第7話



”コア”についての議論が一段落したあと、少し休憩を挟んだミカエルは中二階になっているロビーで下にいる楓たちを見ていた。





『あのビジネススーツの男は鳥飼楓、クロウと名乗って街で犯罪と戦っているわ』



黄昏貴美子は下を眺めるミカエルの後ろから声を掛けた。



『あそこにいる弓矢の坊やは楠木宗介、ナイトイーグルとして彼も自分の街で犯罪と戦っている』


『あそこでテーブルに座っているのが久能秀隆、このZACKで悪と戦っているわ』



『・・・それで、君は?』ミカエルが黄昏貴美子の方に振り返った。


『私もZACKで悪と戦ってる・・・ここにいるみんなはヒーローよ』



『同じ人類同士がいがみ合う・・神はこの光景をどう見ているのか・・時より考えてしまう』


『天界でも天使が反乱を起こしたのよ、どの世界でもありえる事だわ』


ミカエルは黙ったまま遠くを見つめていた。





『ミカエル、黄昏 集まってくれ』鳥飼楓が2人を呼び寄せる。







『我々の世界にはミカエル、あなた達のことを書き綴った書物がある』鳥飼楓が切り出した。

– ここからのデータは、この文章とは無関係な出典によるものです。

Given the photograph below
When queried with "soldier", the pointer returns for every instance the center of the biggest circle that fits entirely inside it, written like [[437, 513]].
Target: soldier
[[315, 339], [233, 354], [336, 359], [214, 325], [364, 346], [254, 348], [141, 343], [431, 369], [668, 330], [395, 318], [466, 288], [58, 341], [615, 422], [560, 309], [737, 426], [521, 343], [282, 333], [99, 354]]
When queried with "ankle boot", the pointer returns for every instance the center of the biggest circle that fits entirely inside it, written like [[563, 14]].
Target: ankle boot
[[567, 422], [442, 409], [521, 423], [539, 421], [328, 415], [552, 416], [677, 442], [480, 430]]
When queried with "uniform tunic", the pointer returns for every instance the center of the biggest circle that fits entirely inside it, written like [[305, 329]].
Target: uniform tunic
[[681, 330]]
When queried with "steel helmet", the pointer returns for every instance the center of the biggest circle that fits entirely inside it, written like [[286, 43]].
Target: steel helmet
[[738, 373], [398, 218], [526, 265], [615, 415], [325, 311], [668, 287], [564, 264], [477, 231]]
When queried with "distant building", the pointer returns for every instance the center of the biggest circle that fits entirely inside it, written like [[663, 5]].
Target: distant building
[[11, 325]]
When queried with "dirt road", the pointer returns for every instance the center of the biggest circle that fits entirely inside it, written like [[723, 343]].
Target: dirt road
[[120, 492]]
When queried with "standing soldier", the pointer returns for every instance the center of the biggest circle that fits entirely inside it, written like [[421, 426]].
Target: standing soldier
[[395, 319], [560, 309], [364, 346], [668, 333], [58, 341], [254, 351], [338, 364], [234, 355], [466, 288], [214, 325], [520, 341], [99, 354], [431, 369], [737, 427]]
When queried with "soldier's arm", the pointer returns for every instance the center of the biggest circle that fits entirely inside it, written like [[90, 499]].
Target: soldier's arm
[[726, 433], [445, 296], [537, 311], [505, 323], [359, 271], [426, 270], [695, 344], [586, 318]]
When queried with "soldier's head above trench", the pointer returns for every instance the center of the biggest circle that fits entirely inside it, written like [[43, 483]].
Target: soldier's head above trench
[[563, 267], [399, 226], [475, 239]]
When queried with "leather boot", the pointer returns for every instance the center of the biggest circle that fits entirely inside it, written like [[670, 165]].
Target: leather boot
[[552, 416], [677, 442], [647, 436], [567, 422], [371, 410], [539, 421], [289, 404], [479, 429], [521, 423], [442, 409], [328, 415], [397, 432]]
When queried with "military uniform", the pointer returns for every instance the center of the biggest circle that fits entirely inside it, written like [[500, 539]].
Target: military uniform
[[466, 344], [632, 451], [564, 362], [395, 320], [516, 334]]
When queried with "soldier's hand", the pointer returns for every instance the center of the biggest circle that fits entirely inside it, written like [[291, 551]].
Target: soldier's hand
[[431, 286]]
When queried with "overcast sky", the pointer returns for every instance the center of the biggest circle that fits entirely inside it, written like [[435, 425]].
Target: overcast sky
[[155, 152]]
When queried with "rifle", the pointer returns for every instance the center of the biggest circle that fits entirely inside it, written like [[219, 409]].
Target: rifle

円卓のテーブルに久能、楠木、黄昏、佐渡、そしてミカエルが座っていた。


鳥飼楓はその全ての視線を受けながら立ち上がり語りだした。



『その旧約聖書ではルシファーは神の”アダムとイヴに仕えよ”という命令に背き、反乱を起こした』


尚も楓は続ける。


『その戦いに破れたルシファーは天界を追放された、だから今回の目的は人界への復讐と見ている』



『なら、ルシファーは人界を破壊する気なの?』黄昏貴美子が推測する。



『ルシファーは神に自分より人間を優遇したことに強い嫉妬を抱いていた・・だからそう考えるのが妥当だろう』



『いや・・それは違う』ミカエルが楓の話を遮った。


『ルシファーは確かに人間を恨んでいるが、やつはまだ完全体ではない』


『どういう事だ?』佐渡が問い詰める。


『ルシファーは天界での反乱の時に負った傷がまだ癒えていない』


『なに?』


『アザゼルが”コア”を欲しがる理由の一つとして、ルシファーの完全復活もある』


『その”コア”がルシファーの傷を癒やす力があるってことか』楠木宗介がつぶやく。


『そうだ、”コア”エネルギーはルシファーの傷を完全に癒やす力がある・・そして』



『そして・・?』佐渡が詰め寄る。




『ルシファーは天界にもう一度攻め込むつもりだ』



『目的は天界の破壊か・・?』久能が聞く。



『人界人を悪魔に召喚して兵を増やし、天界に攻め込む・・ 』



『だったら・・・これは・・』楓は既にルシファーの真の目的に気づいていた。



ミカエルは少し間を作ってから低くつぶやいた。